# DS 422 - Machine Learning Driven Data Analysis I

## Lab 2

**Musabbir Hasan<br>**
*musabbirhasansammak@outlook.com<br>*

**Objectives:**
1. To understand how `ndarray`, the foundational data structures behind almost all Python machine learning libraries works.
2. To understand how `Series` and `DataFrame`, the primary two data structures of Pandas, can be used to work with structured data.
3. To be able to comfortably read structured data of various formats using Pandas.
4. Try Linear/Polynomial Regression models to predict housing price. 
5. Light introduction to Kaggle competitions and submitting our predictions to Kaggle.

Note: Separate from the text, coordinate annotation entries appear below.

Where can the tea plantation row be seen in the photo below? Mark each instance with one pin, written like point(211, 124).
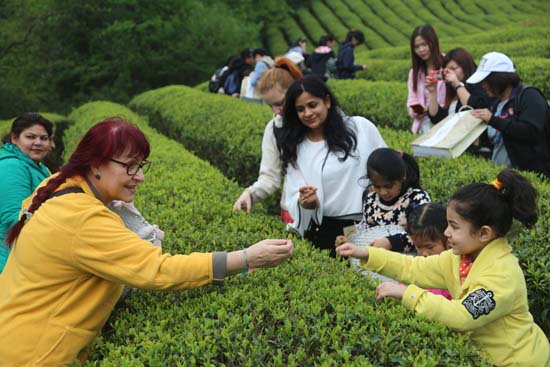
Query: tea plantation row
point(389, 23)
point(227, 133)
point(312, 310)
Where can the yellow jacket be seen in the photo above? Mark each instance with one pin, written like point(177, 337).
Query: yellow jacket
point(66, 272)
point(491, 305)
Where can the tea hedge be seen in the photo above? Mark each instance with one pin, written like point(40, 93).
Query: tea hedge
point(518, 48)
point(532, 70)
point(270, 318)
point(207, 124)
point(351, 20)
point(324, 15)
point(441, 177)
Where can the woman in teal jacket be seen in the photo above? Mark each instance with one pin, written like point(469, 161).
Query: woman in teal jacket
point(21, 169)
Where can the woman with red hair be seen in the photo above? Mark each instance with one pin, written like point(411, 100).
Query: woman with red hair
point(71, 254)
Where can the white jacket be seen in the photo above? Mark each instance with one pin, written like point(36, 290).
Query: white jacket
point(311, 173)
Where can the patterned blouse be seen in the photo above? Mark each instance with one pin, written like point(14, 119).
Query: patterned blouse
point(377, 213)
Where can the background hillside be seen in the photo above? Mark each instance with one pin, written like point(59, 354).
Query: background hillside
point(56, 54)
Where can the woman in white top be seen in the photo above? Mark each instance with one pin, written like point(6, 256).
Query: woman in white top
point(273, 86)
point(324, 155)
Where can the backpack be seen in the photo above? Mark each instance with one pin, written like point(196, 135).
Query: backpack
point(232, 83)
point(218, 79)
point(517, 109)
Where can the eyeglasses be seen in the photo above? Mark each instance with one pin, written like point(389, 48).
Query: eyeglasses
point(132, 169)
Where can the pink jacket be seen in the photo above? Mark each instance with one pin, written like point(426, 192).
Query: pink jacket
point(421, 97)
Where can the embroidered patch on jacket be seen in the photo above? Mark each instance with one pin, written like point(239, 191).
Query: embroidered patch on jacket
point(480, 302)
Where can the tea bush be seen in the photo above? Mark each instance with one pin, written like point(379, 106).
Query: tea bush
point(312, 310)
point(440, 177)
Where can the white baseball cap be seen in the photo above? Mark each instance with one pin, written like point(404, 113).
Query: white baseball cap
point(493, 61)
point(295, 57)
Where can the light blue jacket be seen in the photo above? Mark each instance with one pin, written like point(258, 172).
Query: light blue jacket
point(19, 176)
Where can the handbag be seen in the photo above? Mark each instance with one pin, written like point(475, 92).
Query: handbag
point(451, 137)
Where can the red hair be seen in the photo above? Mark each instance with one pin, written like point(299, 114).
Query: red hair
point(282, 75)
point(105, 140)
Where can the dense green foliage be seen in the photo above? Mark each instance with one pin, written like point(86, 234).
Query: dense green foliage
point(204, 117)
point(271, 318)
point(58, 53)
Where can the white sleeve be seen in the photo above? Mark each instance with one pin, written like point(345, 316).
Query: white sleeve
point(302, 217)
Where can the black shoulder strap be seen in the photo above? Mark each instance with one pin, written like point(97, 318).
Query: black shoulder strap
point(520, 95)
point(68, 190)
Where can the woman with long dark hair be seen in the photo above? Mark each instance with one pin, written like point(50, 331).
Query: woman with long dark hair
point(324, 155)
point(22, 165)
point(426, 57)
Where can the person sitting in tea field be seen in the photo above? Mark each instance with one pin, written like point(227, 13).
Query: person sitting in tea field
point(426, 58)
point(480, 271)
point(426, 226)
point(273, 86)
point(519, 125)
point(324, 155)
point(264, 62)
point(458, 66)
point(394, 193)
point(71, 254)
point(22, 166)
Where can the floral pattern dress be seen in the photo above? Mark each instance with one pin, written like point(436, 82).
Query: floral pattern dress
point(378, 213)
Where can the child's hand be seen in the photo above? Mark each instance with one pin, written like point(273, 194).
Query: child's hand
point(382, 243)
point(349, 249)
point(390, 289)
point(340, 240)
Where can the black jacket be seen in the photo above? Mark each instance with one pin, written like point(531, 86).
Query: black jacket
point(523, 131)
point(478, 99)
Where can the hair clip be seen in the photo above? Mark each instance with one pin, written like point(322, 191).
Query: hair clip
point(26, 214)
point(497, 184)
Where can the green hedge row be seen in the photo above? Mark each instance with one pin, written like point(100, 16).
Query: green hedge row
point(275, 39)
point(390, 34)
point(390, 22)
point(324, 15)
point(533, 71)
point(351, 20)
point(311, 25)
point(441, 177)
point(271, 318)
point(206, 123)
point(529, 47)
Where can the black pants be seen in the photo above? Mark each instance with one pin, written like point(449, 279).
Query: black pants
point(323, 236)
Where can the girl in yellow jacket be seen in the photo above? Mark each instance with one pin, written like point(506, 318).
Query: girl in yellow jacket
point(484, 277)
point(71, 254)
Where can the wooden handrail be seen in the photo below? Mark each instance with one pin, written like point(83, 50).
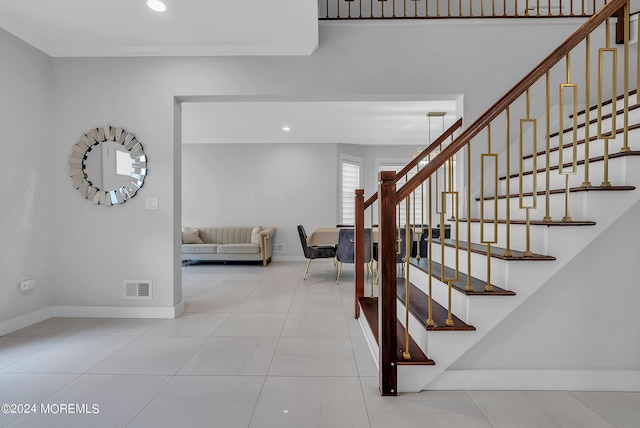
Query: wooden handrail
point(441, 139)
point(610, 9)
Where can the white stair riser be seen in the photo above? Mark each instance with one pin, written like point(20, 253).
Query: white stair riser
point(478, 264)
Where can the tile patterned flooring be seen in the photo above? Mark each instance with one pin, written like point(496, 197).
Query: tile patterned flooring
point(257, 348)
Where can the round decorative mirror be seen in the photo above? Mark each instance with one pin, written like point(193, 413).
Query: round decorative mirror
point(108, 165)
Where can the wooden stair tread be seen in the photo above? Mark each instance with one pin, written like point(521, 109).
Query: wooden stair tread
point(572, 190)
point(419, 307)
point(580, 162)
point(535, 222)
point(497, 252)
point(369, 308)
point(461, 284)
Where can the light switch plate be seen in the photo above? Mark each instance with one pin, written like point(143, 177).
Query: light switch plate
point(151, 203)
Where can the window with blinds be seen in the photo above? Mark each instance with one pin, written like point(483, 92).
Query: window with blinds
point(350, 181)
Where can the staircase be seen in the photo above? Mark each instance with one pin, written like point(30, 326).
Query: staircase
point(532, 185)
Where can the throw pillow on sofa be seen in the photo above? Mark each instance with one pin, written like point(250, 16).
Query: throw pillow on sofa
point(191, 235)
point(255, 235)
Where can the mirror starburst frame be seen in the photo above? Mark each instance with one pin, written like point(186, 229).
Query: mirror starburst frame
point(78, 173)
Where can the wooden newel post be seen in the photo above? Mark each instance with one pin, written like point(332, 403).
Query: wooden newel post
point(359, 249)
point(387, 319)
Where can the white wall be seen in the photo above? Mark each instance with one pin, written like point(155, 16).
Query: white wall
point(25, 170)
point(91, 249)
point(279, 185)
point(583, 318)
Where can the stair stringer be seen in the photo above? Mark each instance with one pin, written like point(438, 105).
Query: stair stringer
point(523, 277)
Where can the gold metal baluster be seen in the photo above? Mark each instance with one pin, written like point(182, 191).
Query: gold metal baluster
point(469, 287)
point(607, 136)
point(484, 157)
point(534, 167)
point(507, 251)
point(405, 354)
point(449, 281)
point(420, 232)
point(574, 143)
point(430, 322)
point(547, 191)
point(374, 279)
point(587, 110)
point(627, 23)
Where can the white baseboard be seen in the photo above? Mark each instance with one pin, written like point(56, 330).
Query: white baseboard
point(13, 324)
point(34, 317)
point(538, 380)
point(114, 311)
point(288, 258)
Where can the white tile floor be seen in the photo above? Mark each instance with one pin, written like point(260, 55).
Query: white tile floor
point(256, 348)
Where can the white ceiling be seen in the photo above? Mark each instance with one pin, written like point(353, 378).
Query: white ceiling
point(92, 28)
point(348, 122)
point(70, 28)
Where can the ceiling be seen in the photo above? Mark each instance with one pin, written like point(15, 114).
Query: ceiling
point(125, 28)
point(98, 28)
point(348, 122)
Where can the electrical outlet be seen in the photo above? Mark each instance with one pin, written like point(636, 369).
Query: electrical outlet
point(27, 284)
point(151, 203)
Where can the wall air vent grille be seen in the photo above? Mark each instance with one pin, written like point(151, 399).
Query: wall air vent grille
point(137, 289)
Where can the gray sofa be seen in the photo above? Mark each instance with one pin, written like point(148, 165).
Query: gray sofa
point(226, 244)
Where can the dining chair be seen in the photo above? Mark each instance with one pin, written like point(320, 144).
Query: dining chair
point(313, 252)
point(345, 250)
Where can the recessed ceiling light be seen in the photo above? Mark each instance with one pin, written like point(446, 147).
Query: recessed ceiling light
point(156, 5)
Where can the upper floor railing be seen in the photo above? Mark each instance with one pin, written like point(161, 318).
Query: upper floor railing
point(421, 9)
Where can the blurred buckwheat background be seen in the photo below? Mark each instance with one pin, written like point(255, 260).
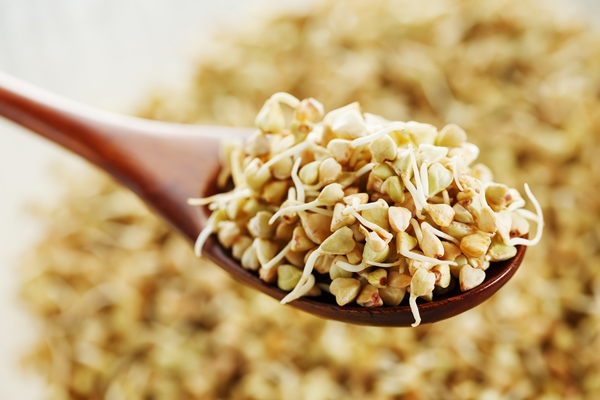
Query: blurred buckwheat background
point(99, 300)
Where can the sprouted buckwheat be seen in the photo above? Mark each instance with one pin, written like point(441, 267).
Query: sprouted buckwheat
point(387, 208)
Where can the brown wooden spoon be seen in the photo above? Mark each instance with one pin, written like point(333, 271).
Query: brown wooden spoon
point(165, 164)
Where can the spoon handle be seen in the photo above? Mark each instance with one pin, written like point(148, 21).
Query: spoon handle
point(163, 163)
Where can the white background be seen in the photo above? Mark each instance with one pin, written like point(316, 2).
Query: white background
point(107, 53)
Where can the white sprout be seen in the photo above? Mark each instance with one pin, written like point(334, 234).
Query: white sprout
point(398, 126)
point(385, 265)
point(539, 219)
point(424, 180)
point(279, 257)
point(412, 301)
point(297, 181)
point(446, 197)
point(220, 197)
point(350, 267)
point(304, 284)
point(455, 173)
point(417, 229)
point(285, 98)
point(437, 232)
point(423, 258)
point(368, 224)
point(292, 151)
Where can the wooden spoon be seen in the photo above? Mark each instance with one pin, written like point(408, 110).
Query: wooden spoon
point(165, 164)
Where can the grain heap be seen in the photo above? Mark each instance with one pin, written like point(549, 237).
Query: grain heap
point(127, 311)
point(363, 208)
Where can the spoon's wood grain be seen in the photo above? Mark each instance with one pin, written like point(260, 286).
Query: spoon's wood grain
point(165, 164)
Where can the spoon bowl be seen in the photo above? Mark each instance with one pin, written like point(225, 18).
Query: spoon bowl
point(167, 163)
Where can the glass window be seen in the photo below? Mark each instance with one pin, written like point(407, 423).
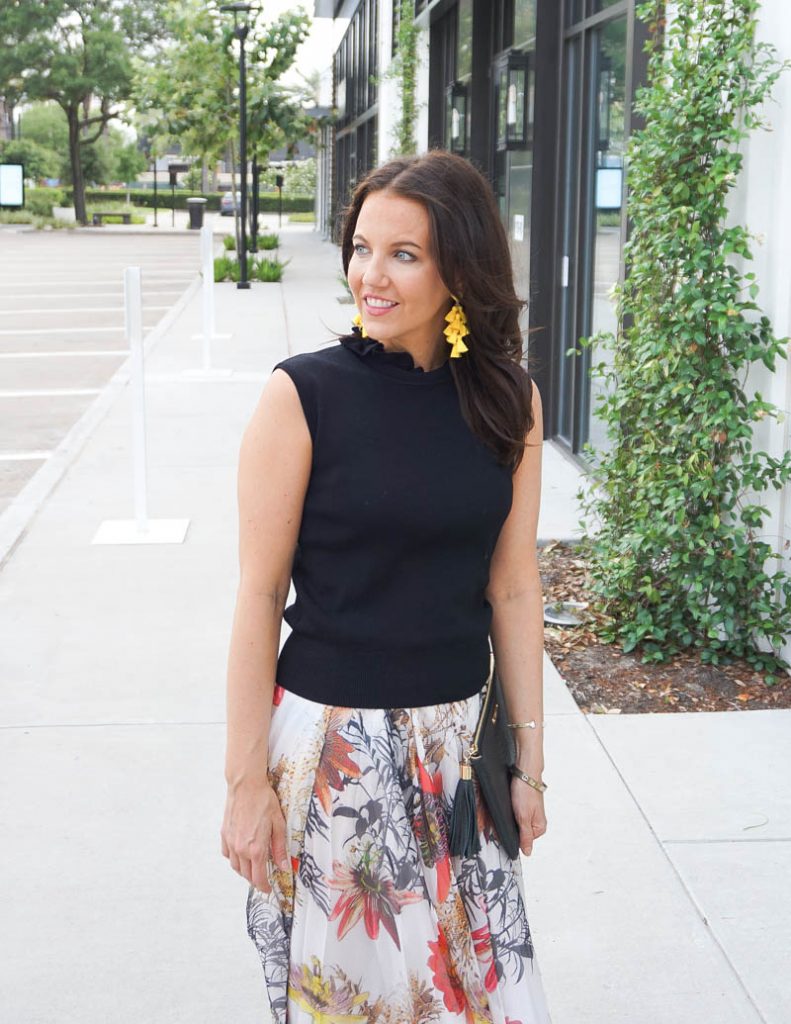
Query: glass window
point(609, 144)
point(594, 6)
point(525, 23)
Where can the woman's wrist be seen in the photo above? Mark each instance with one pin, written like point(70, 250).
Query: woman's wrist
point(530, 757)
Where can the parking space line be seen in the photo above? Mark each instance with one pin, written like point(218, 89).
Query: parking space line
point(58, 330)
point(23, 456)
point(47, 355)
point(78, 309)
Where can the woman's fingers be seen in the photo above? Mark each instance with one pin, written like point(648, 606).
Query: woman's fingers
point(259, 876)
point(526, 840)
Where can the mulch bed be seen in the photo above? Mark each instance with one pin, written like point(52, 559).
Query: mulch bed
point(604, 679)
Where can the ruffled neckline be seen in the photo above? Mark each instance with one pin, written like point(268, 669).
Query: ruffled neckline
point(398, 364)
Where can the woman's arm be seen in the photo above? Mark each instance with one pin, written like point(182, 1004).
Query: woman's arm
point(517, 627)
point(274, 471)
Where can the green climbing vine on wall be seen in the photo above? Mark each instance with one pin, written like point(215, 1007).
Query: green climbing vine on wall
point(677, 560)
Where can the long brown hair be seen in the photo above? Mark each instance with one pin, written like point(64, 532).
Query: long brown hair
point(470, 249)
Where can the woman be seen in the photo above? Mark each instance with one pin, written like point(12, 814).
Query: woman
point(399, 481)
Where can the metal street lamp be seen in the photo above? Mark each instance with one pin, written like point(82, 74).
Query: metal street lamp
point(240, 31)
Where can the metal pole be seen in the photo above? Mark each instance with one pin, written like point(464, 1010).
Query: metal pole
point(133, 320)
point(254, 210)
point(156, 201)
point(242, 36)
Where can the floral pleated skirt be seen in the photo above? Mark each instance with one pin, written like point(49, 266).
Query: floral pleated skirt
point(376, 922)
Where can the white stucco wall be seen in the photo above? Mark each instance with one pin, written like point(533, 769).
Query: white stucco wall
point(761, 202)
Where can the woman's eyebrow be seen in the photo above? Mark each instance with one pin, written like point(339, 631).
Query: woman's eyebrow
point(394, 244)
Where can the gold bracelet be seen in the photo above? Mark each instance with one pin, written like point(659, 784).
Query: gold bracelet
point(528, 778)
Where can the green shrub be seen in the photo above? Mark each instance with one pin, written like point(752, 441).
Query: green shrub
point(16, 217)
point(144, 198)
point(40, 201)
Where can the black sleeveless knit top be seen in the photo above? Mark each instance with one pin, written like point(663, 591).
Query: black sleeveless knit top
point(401, 517)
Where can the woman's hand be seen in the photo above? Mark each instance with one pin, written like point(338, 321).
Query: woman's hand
point(529, 810)
point(254, 832)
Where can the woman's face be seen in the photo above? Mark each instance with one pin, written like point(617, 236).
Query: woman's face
point(393, 278)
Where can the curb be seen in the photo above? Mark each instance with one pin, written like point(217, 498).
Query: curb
point(16, 518)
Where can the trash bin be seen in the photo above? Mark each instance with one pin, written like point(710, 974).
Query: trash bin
point(196, 207)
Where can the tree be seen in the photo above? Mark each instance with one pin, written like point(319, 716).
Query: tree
point(677, 561)
point(79, 55)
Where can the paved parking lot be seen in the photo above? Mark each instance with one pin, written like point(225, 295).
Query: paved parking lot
point(61, 329)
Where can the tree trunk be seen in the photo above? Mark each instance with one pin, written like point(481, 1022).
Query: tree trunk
point(75, 158)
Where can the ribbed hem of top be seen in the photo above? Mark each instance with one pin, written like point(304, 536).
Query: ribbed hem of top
point(399, 677)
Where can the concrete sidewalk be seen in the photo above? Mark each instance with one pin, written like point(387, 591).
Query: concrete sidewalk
point(658, 896)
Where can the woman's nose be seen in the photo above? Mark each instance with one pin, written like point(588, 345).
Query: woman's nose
point(374, 273)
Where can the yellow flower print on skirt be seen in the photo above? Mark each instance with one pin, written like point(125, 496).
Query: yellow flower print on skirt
point(376, 922)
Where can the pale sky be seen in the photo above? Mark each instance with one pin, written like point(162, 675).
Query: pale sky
point(316, 53)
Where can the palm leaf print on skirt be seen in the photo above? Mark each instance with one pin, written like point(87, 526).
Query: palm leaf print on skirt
point(376, 922)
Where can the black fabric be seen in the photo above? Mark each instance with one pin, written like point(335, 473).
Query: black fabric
point(401, 517)
point(492, 762)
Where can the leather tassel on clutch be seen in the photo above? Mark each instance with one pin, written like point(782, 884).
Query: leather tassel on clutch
point(464, 840)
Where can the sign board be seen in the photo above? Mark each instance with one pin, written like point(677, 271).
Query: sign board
point(174, 170)
point(11, 185)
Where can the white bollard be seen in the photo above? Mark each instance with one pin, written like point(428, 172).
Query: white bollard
point(207, 263)
point(209, 329)
point(133, 317)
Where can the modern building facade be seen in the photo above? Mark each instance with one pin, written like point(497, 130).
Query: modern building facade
point(538, 94)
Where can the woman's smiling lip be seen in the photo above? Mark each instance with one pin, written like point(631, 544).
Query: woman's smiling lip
point(377, 310)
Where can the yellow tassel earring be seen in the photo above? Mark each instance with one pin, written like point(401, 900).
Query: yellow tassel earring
point(457, 329)
point(358, 322)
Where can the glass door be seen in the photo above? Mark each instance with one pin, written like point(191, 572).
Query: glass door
point(591, 198)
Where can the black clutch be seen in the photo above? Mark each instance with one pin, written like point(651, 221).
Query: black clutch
point(491, 756)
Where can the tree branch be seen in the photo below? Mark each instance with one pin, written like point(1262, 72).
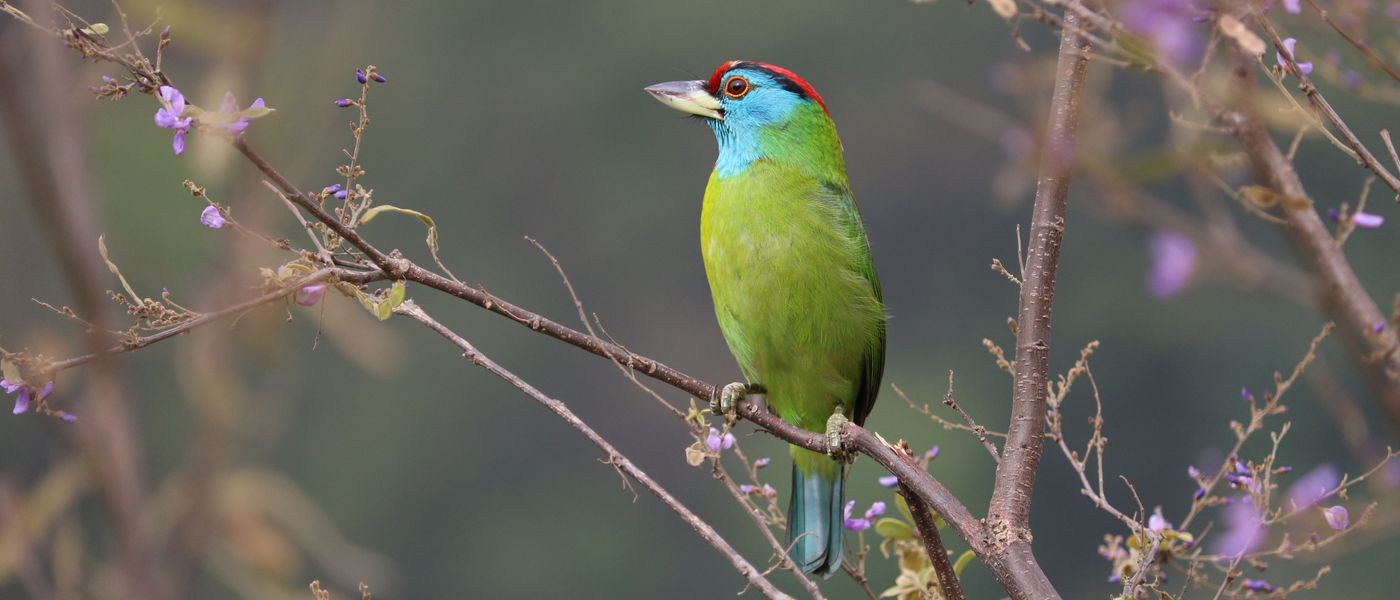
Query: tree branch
point(1346, 298)
point(1008, 515)
point(934, 546)
point(615, 458)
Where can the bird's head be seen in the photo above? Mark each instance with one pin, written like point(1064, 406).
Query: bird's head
point(741, 94)
point(758, 111)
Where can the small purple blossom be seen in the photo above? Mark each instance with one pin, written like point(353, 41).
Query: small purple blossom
point(230, 108)
point(1173, 263)
point(311, 294)
point(863, 522)
point(717, 442)
point(1256, 585)
point(1367, 220)
point(1158, 523)
point(854, 525)
point(168, 116)
point(1243, 530)
point(1313, 486)
point(212, 218)
point(1337, 518)
point(1290, 45)
point(1169, 25)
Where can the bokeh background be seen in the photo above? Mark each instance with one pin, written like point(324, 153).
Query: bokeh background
point(504, 119)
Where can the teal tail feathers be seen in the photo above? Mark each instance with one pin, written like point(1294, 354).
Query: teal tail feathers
point(815, 513)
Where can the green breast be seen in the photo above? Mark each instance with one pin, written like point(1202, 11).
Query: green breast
point(794, 290)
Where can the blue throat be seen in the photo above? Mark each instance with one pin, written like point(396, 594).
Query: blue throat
point(741, 132)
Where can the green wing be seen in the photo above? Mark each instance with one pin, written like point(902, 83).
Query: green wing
point(840, 196)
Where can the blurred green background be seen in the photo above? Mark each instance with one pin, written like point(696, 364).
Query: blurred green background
point(504, 119)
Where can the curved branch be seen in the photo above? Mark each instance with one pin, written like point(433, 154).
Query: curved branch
point(615, 458)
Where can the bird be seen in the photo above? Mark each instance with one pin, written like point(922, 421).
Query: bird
point(791, 276)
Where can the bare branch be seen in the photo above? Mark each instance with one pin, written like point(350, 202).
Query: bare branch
point(615, 458)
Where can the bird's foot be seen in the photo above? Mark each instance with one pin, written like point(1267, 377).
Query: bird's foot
point(833, 435)
point(727, 399)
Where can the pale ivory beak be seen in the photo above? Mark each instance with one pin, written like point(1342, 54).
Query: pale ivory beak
point(689, 97)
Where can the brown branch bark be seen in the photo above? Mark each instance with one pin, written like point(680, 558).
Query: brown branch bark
point(1012, 565)
point(1347, 301)
point(1008, 515)
point(934, 546)
point(615, 458)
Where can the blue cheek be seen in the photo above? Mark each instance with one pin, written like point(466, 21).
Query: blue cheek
point(739, 133)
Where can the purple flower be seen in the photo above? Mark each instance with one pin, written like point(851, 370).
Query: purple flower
point(311, 294)
point(1290, 45)
point(168, 116)
point(1256, 585)
point(875, 511)
point(23, 395)
point(1158, 523)
point(1173, 263)
point(863, 522)
point(1243, 530)
point(717, 442)
point(212, 217)
point(230, 108)
point(1351, 80)
point(1169, 25)
point(1367, 220)
point(1313, 486)
point(1337, 518)
point(854, 525)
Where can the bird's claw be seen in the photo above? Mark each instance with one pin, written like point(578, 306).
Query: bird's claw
point(728, 397)
point(833, 435)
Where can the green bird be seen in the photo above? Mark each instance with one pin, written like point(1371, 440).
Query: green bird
point(791, 276)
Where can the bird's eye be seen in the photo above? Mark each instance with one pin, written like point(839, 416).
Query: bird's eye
point(737, 87)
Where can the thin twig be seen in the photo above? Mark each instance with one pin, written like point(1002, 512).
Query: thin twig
point(934, 546)
point(615, 458)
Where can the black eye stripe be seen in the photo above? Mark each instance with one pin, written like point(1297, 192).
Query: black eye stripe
point(737, 87)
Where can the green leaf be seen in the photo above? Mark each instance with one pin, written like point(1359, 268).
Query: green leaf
point(893, 529)
point(111, 266)
point(433, 246)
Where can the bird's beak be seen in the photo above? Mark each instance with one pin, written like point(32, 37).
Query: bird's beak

## Software, Libraries, and Websites Requirements
1. Python 3 with NumPy, Pandas, Matplotlib, Sklearn, and Jupyter. *Howerver, you can just install [Anaconda](https://www.anaconda.com/products/individual).*
2. Git. *Please download Git for your respective platform.*
3. Docker. *Will be used in final project.*
4. Kaggle. *If you do not already have opened a Kaggle account, please do so [here](https://www.kaggle.com/)*.

## Installation
The aforementioned 4 libraries will be probably enough for the whole course. For Windows users, the best way to get those, I think, is to download and install the [Anaconda Individual Edition](https://www.anaconda.com/products/individual). My personal suggestion is to tick the **Add to path** option during installation even though the installer discourages to do so. It simplifies many of the unnecessary problems later. Linux or Mac users can install the libraries using `pip`.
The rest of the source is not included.